The seven million pound fabric wrap for the olympic stadium, which was sponsored by the controversial Dow Chemical company is ready for testing ahead of the 2012 Olympic opening ceremony, organised by the oscar winning director Danny Boyle. The challenge of creating an outstanding shell covering for the stadium has much to live up to, after Ai Weiwei’s groundbreaking treatment of the Birds Nest Stadium, in Beijing in 2008.
The London stadium wrap is compiled of canvas banners that run from the top to the bottom of the stadium’s exterior, creating 300 smaller ‘doorways’. Each banner is assigned a different colour from a palette of 56 colours in total to create an undulating effect. Smallhorn was given the brief to emphasise the four main brand colours used in the Wolff Olins Olympic logo – green, blue, pink and orange, with each colour designating one of the four stadium entrances.
Sophie Smallhorn’s work explores ideas of colour, form and proportion. She creates simple abstract three dimensional pieces that act as vehicles to hold studies of colour; almost always formal, hard edged, graphic, often almost architectural in their aesthetic. Working with colour is a purely intuitive process of design-led decisions based on creating work that explore the juxtaposition of ‘easy’ and ‘difficult’ palettes. Within the formality of a piece colours will move to explore ideas of order and chaos, balance and imbalance within chromatic interactions.

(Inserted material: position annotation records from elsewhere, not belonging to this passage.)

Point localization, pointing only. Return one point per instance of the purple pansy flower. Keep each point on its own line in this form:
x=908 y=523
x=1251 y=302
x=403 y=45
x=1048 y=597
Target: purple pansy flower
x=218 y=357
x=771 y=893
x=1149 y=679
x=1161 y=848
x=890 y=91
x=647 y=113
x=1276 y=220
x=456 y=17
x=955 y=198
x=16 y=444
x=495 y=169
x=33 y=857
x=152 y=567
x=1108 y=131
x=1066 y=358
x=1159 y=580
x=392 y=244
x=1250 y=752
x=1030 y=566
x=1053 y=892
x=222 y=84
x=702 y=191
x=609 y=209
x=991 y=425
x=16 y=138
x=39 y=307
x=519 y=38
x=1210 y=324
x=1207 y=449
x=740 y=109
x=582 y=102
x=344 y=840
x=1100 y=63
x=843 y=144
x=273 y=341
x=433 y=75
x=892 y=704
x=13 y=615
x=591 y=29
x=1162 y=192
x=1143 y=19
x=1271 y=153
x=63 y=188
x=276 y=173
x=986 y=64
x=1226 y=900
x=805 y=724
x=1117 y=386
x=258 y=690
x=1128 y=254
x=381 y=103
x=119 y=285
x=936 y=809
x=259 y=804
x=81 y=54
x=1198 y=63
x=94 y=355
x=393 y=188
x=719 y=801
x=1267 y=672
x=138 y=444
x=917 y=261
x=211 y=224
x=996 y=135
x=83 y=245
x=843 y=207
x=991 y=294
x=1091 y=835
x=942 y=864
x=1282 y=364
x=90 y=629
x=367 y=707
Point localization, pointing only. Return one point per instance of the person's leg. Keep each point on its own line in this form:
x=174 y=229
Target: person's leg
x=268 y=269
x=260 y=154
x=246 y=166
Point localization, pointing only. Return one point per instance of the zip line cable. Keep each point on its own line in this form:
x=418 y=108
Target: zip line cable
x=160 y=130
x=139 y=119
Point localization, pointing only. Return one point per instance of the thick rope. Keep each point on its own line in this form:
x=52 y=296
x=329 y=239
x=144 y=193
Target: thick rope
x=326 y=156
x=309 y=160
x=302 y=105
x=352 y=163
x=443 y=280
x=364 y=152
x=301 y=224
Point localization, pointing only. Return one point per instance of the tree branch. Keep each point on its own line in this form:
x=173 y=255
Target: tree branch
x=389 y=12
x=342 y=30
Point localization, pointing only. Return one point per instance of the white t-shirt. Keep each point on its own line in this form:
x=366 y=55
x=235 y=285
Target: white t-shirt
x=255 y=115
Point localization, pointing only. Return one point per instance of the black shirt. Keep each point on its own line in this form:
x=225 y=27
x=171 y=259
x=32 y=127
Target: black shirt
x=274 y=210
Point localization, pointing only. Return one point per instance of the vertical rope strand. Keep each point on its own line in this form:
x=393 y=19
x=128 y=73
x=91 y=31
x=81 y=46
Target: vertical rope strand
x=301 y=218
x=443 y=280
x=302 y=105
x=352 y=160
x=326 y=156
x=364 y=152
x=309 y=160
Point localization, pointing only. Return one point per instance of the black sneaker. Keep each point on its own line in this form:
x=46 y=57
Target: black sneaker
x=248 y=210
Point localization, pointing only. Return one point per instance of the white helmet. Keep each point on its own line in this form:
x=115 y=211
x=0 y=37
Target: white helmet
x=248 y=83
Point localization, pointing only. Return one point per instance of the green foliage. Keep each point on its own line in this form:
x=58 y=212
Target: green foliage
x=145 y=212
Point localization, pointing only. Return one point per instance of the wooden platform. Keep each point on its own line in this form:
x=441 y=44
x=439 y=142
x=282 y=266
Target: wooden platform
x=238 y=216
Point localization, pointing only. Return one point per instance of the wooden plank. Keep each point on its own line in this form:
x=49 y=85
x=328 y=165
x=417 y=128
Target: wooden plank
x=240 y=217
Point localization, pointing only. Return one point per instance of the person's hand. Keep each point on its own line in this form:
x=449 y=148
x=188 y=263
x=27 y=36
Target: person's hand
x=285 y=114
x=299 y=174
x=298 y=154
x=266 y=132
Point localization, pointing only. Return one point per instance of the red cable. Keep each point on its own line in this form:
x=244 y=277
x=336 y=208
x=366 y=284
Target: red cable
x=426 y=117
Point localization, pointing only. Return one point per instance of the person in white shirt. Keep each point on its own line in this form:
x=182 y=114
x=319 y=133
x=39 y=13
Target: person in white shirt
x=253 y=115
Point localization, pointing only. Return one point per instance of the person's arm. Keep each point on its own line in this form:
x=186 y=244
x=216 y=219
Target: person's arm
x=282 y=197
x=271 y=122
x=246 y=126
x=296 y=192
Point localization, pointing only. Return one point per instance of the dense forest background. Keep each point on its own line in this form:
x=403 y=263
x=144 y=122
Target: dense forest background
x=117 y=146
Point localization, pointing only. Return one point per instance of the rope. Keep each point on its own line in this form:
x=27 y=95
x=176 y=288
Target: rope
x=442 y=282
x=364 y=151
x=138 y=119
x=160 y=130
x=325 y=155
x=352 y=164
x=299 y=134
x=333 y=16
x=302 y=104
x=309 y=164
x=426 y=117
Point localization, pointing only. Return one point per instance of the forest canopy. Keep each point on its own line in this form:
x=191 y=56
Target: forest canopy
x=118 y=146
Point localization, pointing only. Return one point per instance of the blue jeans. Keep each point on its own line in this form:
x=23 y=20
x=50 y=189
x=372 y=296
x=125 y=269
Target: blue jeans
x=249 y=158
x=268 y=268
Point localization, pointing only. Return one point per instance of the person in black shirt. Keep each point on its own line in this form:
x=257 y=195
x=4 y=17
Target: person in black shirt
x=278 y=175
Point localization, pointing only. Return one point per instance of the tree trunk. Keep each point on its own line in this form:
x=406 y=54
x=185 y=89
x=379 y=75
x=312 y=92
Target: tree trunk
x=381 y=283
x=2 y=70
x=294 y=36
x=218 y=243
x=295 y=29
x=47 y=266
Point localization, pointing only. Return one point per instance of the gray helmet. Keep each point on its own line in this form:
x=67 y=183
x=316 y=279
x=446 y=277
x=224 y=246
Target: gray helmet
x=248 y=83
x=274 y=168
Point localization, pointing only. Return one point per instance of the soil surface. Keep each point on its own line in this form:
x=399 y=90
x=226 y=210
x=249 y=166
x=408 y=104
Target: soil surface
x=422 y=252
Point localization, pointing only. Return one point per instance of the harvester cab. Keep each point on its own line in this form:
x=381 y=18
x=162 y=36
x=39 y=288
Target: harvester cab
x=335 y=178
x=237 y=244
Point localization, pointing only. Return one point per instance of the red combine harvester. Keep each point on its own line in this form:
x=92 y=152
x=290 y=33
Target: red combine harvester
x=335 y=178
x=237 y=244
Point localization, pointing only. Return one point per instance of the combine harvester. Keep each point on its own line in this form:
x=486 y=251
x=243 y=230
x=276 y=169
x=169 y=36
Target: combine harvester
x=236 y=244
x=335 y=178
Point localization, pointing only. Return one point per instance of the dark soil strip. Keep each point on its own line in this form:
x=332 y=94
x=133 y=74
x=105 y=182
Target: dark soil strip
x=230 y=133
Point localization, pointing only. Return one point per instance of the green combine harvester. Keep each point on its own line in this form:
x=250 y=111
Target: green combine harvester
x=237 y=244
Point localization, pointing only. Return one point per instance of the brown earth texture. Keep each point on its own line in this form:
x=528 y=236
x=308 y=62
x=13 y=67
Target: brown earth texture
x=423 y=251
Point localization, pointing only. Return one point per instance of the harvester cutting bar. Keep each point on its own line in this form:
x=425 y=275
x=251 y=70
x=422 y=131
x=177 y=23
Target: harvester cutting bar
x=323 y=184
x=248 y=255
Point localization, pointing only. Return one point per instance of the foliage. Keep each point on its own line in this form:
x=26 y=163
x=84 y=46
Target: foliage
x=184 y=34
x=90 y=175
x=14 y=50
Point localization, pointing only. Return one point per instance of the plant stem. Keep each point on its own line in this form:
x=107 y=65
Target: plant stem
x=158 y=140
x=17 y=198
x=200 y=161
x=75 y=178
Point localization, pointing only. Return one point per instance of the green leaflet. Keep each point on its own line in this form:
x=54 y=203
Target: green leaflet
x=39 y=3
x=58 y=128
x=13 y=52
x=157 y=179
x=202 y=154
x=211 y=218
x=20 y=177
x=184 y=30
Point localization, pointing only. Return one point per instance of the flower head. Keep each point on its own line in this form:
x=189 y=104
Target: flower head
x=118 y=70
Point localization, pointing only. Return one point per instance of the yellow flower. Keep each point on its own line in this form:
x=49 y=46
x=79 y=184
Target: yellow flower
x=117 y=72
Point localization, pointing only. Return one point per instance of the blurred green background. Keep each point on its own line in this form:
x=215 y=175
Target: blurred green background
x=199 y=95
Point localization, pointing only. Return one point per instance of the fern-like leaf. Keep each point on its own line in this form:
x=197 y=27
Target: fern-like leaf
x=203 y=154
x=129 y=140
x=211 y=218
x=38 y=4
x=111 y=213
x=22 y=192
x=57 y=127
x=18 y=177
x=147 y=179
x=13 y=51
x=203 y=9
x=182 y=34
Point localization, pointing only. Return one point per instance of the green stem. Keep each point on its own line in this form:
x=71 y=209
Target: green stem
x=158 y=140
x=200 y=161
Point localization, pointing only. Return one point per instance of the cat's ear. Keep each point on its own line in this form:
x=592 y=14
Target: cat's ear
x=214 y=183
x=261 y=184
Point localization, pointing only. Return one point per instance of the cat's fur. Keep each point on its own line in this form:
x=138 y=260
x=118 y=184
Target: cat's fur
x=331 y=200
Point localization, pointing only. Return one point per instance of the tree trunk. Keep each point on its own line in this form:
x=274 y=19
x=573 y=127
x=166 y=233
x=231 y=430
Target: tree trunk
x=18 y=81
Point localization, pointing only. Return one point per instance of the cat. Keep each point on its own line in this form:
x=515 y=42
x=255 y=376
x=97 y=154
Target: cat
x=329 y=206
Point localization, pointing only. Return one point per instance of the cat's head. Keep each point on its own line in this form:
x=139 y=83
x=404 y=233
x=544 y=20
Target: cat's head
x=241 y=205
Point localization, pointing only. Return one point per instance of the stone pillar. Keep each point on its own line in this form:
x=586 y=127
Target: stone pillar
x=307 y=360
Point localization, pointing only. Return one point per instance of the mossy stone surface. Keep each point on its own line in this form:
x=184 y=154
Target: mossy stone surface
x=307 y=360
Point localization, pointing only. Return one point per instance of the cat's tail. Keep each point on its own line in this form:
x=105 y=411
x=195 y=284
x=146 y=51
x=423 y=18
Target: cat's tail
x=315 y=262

The monochrome structure is Smallhorn’s perfect canvas onto which her colour story unfolds. Using canvas banners running from top to bottom of the exterior of the stadium, Smallhorn assigns a specific colour to each individual banner, creating a colour spectrum encircling the building. The stadium design is an open structure with a space between each banner creating over 300 ‘doorways’ that invite the visitor to enter. This idea of ‘doorways’ was the inspiration in conceiving the palette of 56 colours, that apart from the four anchored brand colours, has no particular hierarchy or system. What it does do is create a dynamic rhythm of colour and energy adding to the sense of excitement that unfolds within the Stadium.
Sophie Smallhorn says, ‘For me, colour is an international language, understood by all on many levels. To be given the opportunity to breathe colour into this iconic Olympic building and to influence how people might approach and interact with it has been truly inspiring.
Smallhorn was born in 1971 and is an artist and consultant. She studied furniture at Brighton University (1991-1994). Her sculptural pieces were initially a byproduct of the furniture making, made of off cuts. On leaving college and moving to London she found herself halfway between the art world and the design world. Her work ranges in size and medium from small to large scale, sculpture to architecture, fashion to design. The Olympic Stadium project, commissioned by Populous in 2008, marks her largest work to date. She has worked closely with the architectural team to devise a creative solution to bring colour onto the structure. Colour has an inherent role in the Olympic Games, past and present, whether part of the iconic five-ring symbol or the flags of the 204 countries participating. The resulting artwork is inspired by this knowledge.
Populous, which was respsonsibe for the main wrap design, appointed Sophie Smallhorn for the project prior to the announcement of Dow’s sponsorship in summer 2011.